The Scarlet Letter
What appears to be Hawthorne's attitude toward Biblical discipline as given in Proverbs 3:11?
Ch. 6: Pearl
Ch. 6: Pearl
I think the proverb goes something like, "My son, do not despise the LORD's discipline and do not resent his rebuke, 12 because the LORD disciplines those he loves, as a father the son he delights in." Hester certainly is a picture of a type of innocent suffering. Not in the way of Job but in so far as she is pure of intent. If the Lord disciplines those he loves, He certainly loves Hester!
"My son, despise not the chastening of the LORD; neither be weary of his correction." Proverb 3:11
Hawthorne was raised in a devoutly Puritan home; the church controls the Puritan community. Hawthorne used this as the basis for Chapter 6 in which he describes the price that's been paid for the birth of a child;
"We have hardly spoken about that innocent infant who happened to spring, like a beautiful, eternal flower, from the foul indulgence of her mother’s guilty passion. How strange it seemed to Hester, as she watched her daughter grow more beautiful and more intelligent every day! Her Pearl! That’s what Hester named her, not in reference to the child’s appearance—which was neither calm nor pale, like a true pearl—but because she had come at a great price. Hester bought the child by parting with the only treasure she had: her virtue! How strange, indeed! Society had marked this woman’s sin with a scarlet letter, which was so powerful that no human sympathy could reach her unless it was the sympathy of a fellow sinner. As the direct result of the sin that man had punished, God had given her a lovely child. Pearl’s place was on Hester’s dishonored bosom. She connected her mother to the rest of mankind, and she would eventually become a blessed soul in Heaven! Yet these thoughts gave Hester more fear than hope. She knew she had committed an evil act, so she had no faith that its result would be good. Day after day, she watched fearfully as the child grew, always dreading the emergence of some dark and wild trait derived from the guilt in which she was conceived."

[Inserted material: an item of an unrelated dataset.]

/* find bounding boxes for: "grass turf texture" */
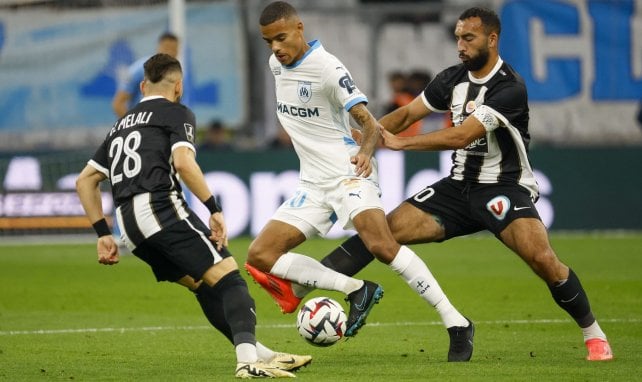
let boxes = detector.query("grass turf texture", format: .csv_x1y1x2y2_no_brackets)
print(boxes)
1,233,640,381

http://www.sparknotes.com/nofear/lit/the-scarlet-letter/chapter-6/
When you read the way Hawthorne describes the child, and the way in which he "treats" the punishment of her mother, we can see that Hawthorne's true intent was to chastise the Puritan religion for its extreme beliefs. The author's intent was not to titillate the reader; his intent was to expose the aftermath. His deepest concern lie in Hester's shame, the stigma placed on her daughter as a "child of sin," and the "true" sin of a society that would punish a woman and an innocent child far longer then need be.